Every Woman walks on a path of self-discovery whether it’s through particular relationships (partner, other women, children, parents, siblings), her own space, her career, her education, her art or the hardest work of all, the work She does within Herself. Just because I am a woman, I have no right to dictate a particular path. I never thought I had such a right. I have no right to define Her success just as I dislike it when others try to define my success. Her success, Her happiness, is Her own, and no one else’s, especially not mine. In re-defining my own success, I have learned a hard lesson in re-defining friendship.

In friendships with other women, we are sometimes asked not to share particular thoughts, to keep conversations private. Without asking, we might even expect that those intimate chats are kept private. The reality is the act of sharing somehow validates our own anxieties. Yet the caveat -- we should not be talking about other people because it’s not right. We pray to our higher selves that we might stop sharing our fears as they tinker with our psyches in our own lives, in our friends’ lives because sharing such fears only breeds negative energy.

The real success is transforming that negative energy into an act of celebrating Women for Who they are, Who they BE, not for the situations we fear might cause ourselves disappointment.


Re-defining success

It used to be about having it all -- a career and a family. It's 2005, and we, women, are empowering ourselves to re-define success. It doesn't have to be about creating a perfect balance between a career and a family and doing it all. Faced with the difficult of having to make a choice, we have had to choose either a career OR a family. But it's not even about that anymore. It's about being happy, being content, being spiritually okay with who we are. And by okay, I mean that we don't have to put up a front that everything's fine. We have a job, we have a nice apartment, we eat out every so often. What could be wrong?
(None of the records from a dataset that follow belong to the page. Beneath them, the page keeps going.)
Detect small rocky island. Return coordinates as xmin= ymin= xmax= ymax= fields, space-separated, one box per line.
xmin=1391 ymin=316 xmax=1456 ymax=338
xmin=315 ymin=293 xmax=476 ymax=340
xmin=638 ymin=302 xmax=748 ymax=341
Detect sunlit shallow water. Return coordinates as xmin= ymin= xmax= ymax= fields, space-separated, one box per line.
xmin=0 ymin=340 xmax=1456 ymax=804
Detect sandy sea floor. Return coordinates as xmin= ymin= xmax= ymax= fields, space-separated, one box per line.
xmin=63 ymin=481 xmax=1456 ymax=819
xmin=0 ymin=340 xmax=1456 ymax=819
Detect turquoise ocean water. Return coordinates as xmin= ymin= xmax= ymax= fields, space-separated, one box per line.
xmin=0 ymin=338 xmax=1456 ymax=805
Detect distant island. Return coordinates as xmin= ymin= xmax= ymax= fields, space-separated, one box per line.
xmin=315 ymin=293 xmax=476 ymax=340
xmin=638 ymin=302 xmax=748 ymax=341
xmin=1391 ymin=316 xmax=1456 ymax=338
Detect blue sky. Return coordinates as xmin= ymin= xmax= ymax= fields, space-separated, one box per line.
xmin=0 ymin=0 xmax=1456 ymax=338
But all feels awful when I'm not happy at my job and not doing what I really want to be doing. That's when I need to check myself and re-define, re-claim my success. I am a very self-aware woman who appreciates her alone-time, her time with her friends, and her time with her husband. I enjoy writing and know that I need to devote more time to it. I also enjoy working with youth and buildling communities with them. That in itself is my success. I don't need a lofty title or a huge salary. I know that I make a pretty tasty salad, & I know that I watch out for my loved ones. That is success. I have worked hard to work through my issues around my family and my brother's autism, and that's why I can be happy with my new marriage right now. That is success. I know that I take the time to listen and be with my friends, to support them in honest, strong, and bold ways. That is success. I know that I'm working to make a career transition and focus solely on empowering girls and women. This is my success . . . right now.

Can it be all that? Because I am all that.